I am incredibly broke.
A stronger statement about the extreme nature of one’s poverty.

I am literally broke.
A “WTF?” type of statement that may or may not be meant to denote an actual state of bankruptcy. We don’t know, because the misuse of the word “literally” has undermined the vocabulary and robbed the language of one of its tools.

That’s fundamentally the difference between “incredibly” and “literally”. Sure, if someone says that their head “literally exploded”, I just think, ah, someone who doesn’t know what “literally” means. But in other cases the linguistic misfortune of the word’s ambiguous usage actually does create ambiguity.

If you’re going to define linguistics that narrowly, then you’ve missed a big piece of what constitutes language. Language has a lexicon and an extensive set of rules governing grammar, morphology, and syntax for its written form and phonetics for the spoken form. Without a common understanding of the lexicon and rules of language we’d never be able to communicate.

To say that the rules “derive empirically from the data” glosses over some critically important facts: that at any given point in time language is a specific body of knowledge and skills that can and should be taught, and that this provides reasonably objective standards by which the practice of language and the effectiveness with which we communicate can be judged. Linguistics may be descriptivist, but the body of knowledge that is language is prescriptivist pretty much by definition, or we’d still be communicating by making grunting sounds.

Linguistics is not just another name for descriptivism, though. Linguistics is descriptive, but you can be a descriptive without being a linguist or knowing anything about linguistics. (And there is a movement for limited forms of prescriptivism in some social sciences like economics. One could imagine something similar in linguistics, studying empirically which language forms promote clarity or increase perceived competence or achieve whatever goal a speaker might have.)

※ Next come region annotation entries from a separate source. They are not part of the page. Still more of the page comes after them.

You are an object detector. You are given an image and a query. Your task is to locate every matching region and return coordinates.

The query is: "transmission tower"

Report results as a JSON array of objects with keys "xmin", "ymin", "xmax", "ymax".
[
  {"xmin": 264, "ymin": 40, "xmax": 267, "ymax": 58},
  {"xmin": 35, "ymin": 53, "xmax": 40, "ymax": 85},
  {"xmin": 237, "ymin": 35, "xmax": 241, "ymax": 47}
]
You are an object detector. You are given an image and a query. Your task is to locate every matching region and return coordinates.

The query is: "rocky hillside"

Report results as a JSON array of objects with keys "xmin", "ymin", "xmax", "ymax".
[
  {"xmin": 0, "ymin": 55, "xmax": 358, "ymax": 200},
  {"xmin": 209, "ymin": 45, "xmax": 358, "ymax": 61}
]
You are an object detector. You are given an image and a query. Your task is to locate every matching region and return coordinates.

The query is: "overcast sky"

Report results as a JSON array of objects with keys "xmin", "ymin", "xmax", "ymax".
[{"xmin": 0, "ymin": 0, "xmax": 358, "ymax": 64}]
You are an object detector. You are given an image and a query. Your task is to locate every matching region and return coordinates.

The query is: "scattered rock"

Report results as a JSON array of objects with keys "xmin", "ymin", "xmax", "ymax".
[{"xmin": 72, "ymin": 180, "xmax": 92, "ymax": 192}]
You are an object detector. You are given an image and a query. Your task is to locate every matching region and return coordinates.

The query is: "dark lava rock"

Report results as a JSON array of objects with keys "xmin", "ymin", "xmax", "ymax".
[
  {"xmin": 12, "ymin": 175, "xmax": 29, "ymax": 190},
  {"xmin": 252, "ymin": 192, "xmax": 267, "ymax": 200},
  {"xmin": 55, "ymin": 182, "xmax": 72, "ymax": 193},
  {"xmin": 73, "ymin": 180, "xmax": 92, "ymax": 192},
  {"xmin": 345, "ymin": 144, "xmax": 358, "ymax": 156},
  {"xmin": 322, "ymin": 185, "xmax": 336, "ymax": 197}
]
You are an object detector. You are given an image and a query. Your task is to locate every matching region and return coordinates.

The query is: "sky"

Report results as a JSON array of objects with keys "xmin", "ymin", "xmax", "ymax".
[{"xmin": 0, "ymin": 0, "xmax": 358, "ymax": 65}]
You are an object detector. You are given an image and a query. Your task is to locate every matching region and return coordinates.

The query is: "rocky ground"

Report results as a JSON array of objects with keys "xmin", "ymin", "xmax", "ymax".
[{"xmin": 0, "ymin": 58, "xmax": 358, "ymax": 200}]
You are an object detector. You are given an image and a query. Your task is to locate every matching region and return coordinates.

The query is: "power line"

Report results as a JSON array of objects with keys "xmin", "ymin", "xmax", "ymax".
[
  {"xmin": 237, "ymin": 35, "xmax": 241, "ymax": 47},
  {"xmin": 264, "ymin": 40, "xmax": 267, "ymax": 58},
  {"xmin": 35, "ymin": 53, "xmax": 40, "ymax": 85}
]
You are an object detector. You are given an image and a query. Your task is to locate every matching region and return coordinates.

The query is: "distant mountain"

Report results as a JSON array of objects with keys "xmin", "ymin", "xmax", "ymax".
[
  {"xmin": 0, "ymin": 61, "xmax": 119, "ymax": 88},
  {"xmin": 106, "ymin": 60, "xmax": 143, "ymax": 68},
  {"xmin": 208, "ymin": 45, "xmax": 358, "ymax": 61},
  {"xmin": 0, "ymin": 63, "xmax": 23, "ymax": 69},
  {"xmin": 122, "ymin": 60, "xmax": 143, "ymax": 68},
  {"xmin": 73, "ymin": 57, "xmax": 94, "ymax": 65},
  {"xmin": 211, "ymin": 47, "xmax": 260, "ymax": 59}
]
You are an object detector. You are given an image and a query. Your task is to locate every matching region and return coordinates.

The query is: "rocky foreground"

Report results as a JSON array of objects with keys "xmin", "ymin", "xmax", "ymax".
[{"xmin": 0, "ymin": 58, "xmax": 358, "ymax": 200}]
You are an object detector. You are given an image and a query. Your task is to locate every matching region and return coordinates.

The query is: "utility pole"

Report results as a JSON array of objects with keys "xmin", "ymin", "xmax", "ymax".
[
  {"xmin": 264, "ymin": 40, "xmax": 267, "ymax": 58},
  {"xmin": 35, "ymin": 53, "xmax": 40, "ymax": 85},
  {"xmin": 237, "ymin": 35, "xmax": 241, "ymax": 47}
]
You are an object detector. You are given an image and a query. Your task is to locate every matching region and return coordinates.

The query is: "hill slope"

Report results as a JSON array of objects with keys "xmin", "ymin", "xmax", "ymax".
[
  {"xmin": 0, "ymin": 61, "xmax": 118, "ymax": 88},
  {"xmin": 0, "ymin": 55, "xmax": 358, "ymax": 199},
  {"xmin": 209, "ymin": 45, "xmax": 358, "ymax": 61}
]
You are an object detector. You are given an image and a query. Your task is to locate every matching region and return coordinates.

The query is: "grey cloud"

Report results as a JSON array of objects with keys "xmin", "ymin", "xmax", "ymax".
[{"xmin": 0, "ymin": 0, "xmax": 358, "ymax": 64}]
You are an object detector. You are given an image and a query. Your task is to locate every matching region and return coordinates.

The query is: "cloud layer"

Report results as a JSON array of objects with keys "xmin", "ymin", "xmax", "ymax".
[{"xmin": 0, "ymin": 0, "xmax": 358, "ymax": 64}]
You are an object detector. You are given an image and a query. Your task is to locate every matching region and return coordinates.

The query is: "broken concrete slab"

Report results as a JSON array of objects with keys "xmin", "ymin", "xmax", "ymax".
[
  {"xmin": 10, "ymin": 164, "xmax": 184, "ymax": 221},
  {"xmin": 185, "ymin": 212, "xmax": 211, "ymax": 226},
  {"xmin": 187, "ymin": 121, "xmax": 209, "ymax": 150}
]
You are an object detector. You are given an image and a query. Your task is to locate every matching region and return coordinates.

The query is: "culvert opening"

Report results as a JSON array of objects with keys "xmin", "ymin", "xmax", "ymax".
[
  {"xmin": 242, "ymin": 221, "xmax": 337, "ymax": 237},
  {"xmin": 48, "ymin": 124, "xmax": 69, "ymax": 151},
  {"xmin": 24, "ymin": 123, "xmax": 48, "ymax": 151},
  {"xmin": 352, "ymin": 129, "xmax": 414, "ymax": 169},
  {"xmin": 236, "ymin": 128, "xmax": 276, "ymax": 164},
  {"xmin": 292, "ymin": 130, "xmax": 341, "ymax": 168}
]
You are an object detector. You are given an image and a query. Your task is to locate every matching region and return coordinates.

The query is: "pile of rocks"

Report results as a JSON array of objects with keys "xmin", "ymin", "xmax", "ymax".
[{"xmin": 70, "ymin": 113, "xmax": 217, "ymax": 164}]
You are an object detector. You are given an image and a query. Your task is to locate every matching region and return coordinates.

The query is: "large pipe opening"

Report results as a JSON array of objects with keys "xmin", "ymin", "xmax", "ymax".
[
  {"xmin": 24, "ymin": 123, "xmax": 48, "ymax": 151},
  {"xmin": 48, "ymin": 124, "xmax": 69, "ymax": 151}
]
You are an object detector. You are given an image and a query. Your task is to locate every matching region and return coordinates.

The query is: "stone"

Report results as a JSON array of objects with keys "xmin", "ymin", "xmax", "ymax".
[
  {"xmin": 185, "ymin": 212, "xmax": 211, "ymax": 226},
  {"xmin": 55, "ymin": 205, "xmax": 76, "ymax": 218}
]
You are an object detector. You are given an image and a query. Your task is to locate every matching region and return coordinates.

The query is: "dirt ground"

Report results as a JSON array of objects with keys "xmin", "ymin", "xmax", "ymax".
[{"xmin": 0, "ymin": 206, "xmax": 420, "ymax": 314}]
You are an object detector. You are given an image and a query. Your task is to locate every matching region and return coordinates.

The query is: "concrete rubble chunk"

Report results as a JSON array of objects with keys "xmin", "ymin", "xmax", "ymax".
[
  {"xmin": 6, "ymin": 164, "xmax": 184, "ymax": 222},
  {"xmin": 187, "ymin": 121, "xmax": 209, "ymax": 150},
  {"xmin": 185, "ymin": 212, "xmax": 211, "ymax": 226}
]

There are some descriptivists who treat aesthetic judgments about language as nonsensical or naive. It’s not entirely a straw man. I know because I used to have that tendency myself.

Heads rarely explode. Which is why you can say something like “his head exploded” and people will understand that you’re using a metaphor to communicate that the person in question lost his temper.

But, as President Kennedy demonstrated in 1963, sometimes heads do explode. And we use to be able to communicate this fact. When we said “his head literally exploded” people understood that we were explicitly not using a metaphor - the person we are discussing lost his life not his temper.

I’m not a prescriptivist. I don’t insist that people only use words like “explode” in cases where something blew up. I’m fine with using “explode” as a metaphor; it’s the kind of thing that expands a language.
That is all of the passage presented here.